A aplicação da equidade é vedada no ordenamento jurídico brasileiro

A equidade não é instrumento de surgimento de novas leis, mas, em linhas gerais, o princípio da equidade é um critério hermenêutico para interpretação das leis. 

Confira a seguir:

  1. O que é o princípio da equidade?
  2. Aplicação do princípio da equidade no Direito

A existência de fontes normativas é a base do exercício do Direito. 

A formação da sociedade consiste no surgimento da vida humana e, junto a isso, a criação de normas se tornou imprescindível para a vivência dos cidadãos. 

A primeira lei criada na humanidade foi um Código, na Mesopotâmia, chamada Lei de Talião, a qual estabelecia punição ao causador de um dano a alguém na exata proporção do dano sofrido. O Código também conhecido como de “Hamurabi”, previa artigos sobre as sanções destinadas aos causadores dos danos. 

Daí surge a expressão “olho por olho, dente por dente”, que significa nada mais do que gerar a dor suportada por alguém a quem causou, exatamente na mesma intensidade. 

Certo é que com o avanço da sociedade, as leis e demais fontes normativas foram alteradas, de modo que acompanhassem as mudanças sociais. 

A partir dessa premissa, torna-se relevante colocar em pauta o princípio da equidade, fundamental para o Direito. Falaremos mais sobre o tema a seguir. 

O princípio da equidade não tem apenas um significado.

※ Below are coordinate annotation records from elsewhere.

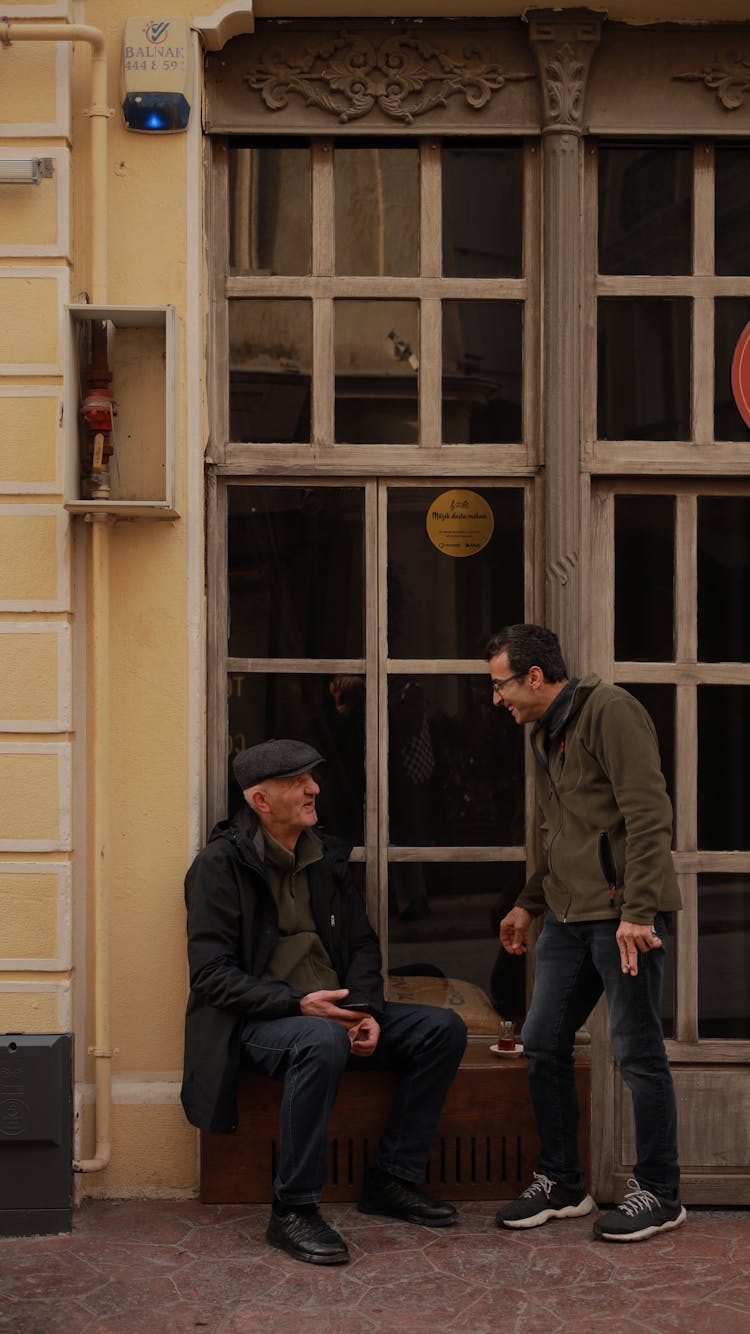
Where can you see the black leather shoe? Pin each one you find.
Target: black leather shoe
(401, 1199)
(307, 1237)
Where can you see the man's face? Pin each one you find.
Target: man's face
(521, 695)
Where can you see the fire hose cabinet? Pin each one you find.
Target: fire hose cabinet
(36, 1133)
(119, 411)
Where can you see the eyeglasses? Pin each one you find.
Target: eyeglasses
(501, 685)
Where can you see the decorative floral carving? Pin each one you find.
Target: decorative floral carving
(403, 76)
(730, 80)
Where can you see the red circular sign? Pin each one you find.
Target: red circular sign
(741, 374)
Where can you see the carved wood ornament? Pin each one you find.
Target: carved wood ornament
(405, 76)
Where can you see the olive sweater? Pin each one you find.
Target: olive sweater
(603, 799)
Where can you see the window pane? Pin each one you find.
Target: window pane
(296, 572)
(723, 767)
(723, 579)
(377, 210)
(443, 939)
(455, 763)
(482, 210)
(643, 578)
(270, 367)
(310, 710)
(474, 594)
(270, 215)
(733, 206)
(377, 372)
(645, 208)
(482, 371)
(723, 949)
(643, 355)
(730, 318)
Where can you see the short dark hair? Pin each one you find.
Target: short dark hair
(529, 646)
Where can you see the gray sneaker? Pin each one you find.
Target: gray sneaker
(541, 1201)
(641, 1215)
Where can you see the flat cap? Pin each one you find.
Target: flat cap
(274, 759)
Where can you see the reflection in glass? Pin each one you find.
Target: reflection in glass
(446, 946)
(446, 607)
(723, 767)
(643, 578)
(723, 579)
(482, 371)
(270, 368)
(377, 354)
(270, 210)
(730, 316)
(645, 210)
(326, 711)
(723, 949)
(455, 763)
(377, 210)
(733, 206)
(643, 364)
(658, 701)
(296, 572)
(482, 208)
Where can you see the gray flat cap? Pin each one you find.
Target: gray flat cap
(274, 759)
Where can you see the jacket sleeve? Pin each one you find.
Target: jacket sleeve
(629, 755)
(215, 926)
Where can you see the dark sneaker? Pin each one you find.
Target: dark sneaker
(641, 1215)
(306, 1237)
(541, 1201)
(397, 1198)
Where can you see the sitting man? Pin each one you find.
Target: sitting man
(284, 973)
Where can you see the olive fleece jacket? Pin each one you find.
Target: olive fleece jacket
(602, 785)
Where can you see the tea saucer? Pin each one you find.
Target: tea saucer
(517, 1050)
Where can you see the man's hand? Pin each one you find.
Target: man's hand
(363, 1037)
(514, 930)
(634, 939)
(323, 1005)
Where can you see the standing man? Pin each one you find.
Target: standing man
(284, 973)
(606, 886)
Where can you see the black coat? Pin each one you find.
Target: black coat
(232, 927)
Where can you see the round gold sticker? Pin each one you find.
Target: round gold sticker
(459, 523)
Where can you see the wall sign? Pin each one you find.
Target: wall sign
(459, 523)
(741, 375)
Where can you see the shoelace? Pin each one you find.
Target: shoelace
(638, 1201)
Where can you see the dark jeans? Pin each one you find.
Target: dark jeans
(422, 1043)
(574, 965)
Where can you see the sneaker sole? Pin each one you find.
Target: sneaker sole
(645, 1231)
(546, 1214)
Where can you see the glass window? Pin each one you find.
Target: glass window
(324, 710)
(482, 210)
(296, 572)
(270, 370)
(723, 767)
(730, 316)
(643, 368)
(377, 350)
(270, 208)
(645, 210)
(474, 594)
(643, 578)
(723, 579)
(731, 208)
(482, 372)
(723, 949)
(455, 763)
(377, 210)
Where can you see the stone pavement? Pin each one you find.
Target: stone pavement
(175, 1266)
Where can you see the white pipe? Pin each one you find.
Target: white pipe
(99, 115)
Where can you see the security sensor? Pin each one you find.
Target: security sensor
(156, 75)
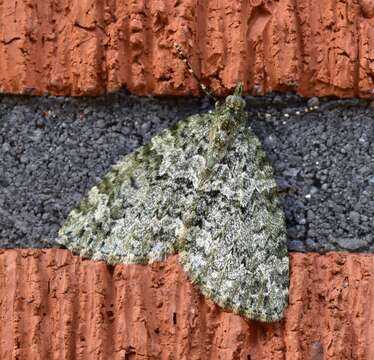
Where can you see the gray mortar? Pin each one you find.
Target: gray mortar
(53, 150)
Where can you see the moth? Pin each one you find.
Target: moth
(204, 190)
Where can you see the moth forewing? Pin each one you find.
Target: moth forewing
(205, 190)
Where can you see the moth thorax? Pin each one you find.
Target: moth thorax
(235, 102)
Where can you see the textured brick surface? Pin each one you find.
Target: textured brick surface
(56, 306)
(91, 46)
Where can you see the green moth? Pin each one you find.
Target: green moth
(205, 190)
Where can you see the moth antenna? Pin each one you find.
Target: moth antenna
(184, 58)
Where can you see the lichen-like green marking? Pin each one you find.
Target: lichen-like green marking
(205, 190)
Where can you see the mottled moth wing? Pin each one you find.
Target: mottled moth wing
(135, 213)
(236, 245)
(203, 189)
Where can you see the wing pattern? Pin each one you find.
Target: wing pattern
(223, 219)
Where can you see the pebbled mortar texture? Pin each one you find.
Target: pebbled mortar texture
(53, 150)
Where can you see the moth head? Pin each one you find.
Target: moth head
(235, 102)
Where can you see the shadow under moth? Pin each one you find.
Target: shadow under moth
(205, 190)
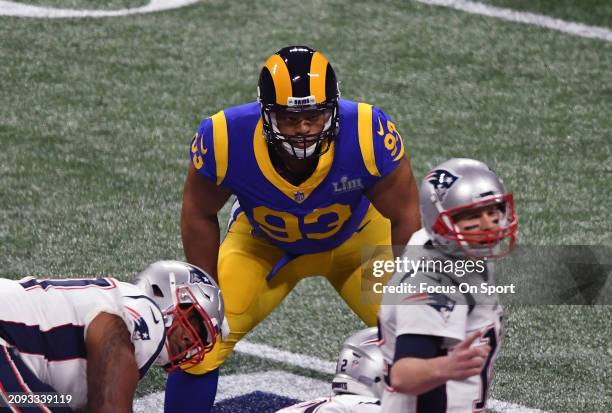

Podemos destacar que o princípio é como se fosse um leque, com diversas abordagens trazidas por estudiosos filósofos e juristas, não somente brasileiros como também estrangeiros. 

Pois bem. A equidade, em linhas gerais, é um critério hermenêutico para interpretação das leis. 

Como mencionamos no início, a sociedade sofreu diversas alterações e continuará avançando, motivo pelo qual as leis e fontes normativas devem acompanhar tais modificações sociais para adaptação das regras, que devem ser compatíveis com a realidade da convivência entre os cidadãos. 

Entra como uma forma de adaptação da lei ao caso em concreto ou quando houver omissão ou lacuna legislativa, a equidade é essencial para resolução do problema de acordo com o caso. 

A equidade não é instrumento de surgimento de novas leis, muito pelo contrário, não há papel semelhante ou idêntico ao legislador, mas tão somente a adaptação do fato à norma existente. 

O próprio Código de Processo Civil de 2015, no art. 140, caput e parágrafo único, dispõe que:

Art. 140. O juiz não se exime de decidir sob a alegação de lacuna ou obscuridade do ordenamento jurídico.

Parágrafo único. O juiz só decidirá por equidade nos casos previstos em lei.

Por sua vez, a Lei de Introdução às Normas do Direito Brasileiro (Decreto Lei 4657/1942) prevê que:

Art. 4o  Quando a lei for omissa, o juiz decidirá o caso de acordo com a analogia, os costumes e os princípios gerais de direito.

Art. 5o  Na aplicação da lei, o juiz atenderá aos fins sociais a que ela se dirige e às exigências do bem comum.

Ou seja, o princípio da equidade somente será aplicável em situações excepcionais, permitidas por lei, pois se trata de um critério de interpretação das leis existentes quando estas forem omissas a respeito de um caso concreto. 

História do princípio da equidade

Conforme brevemente destacamos, o princípio da equidade compreende na interpretação das fontes normativas de acordo com cada caso em concreto.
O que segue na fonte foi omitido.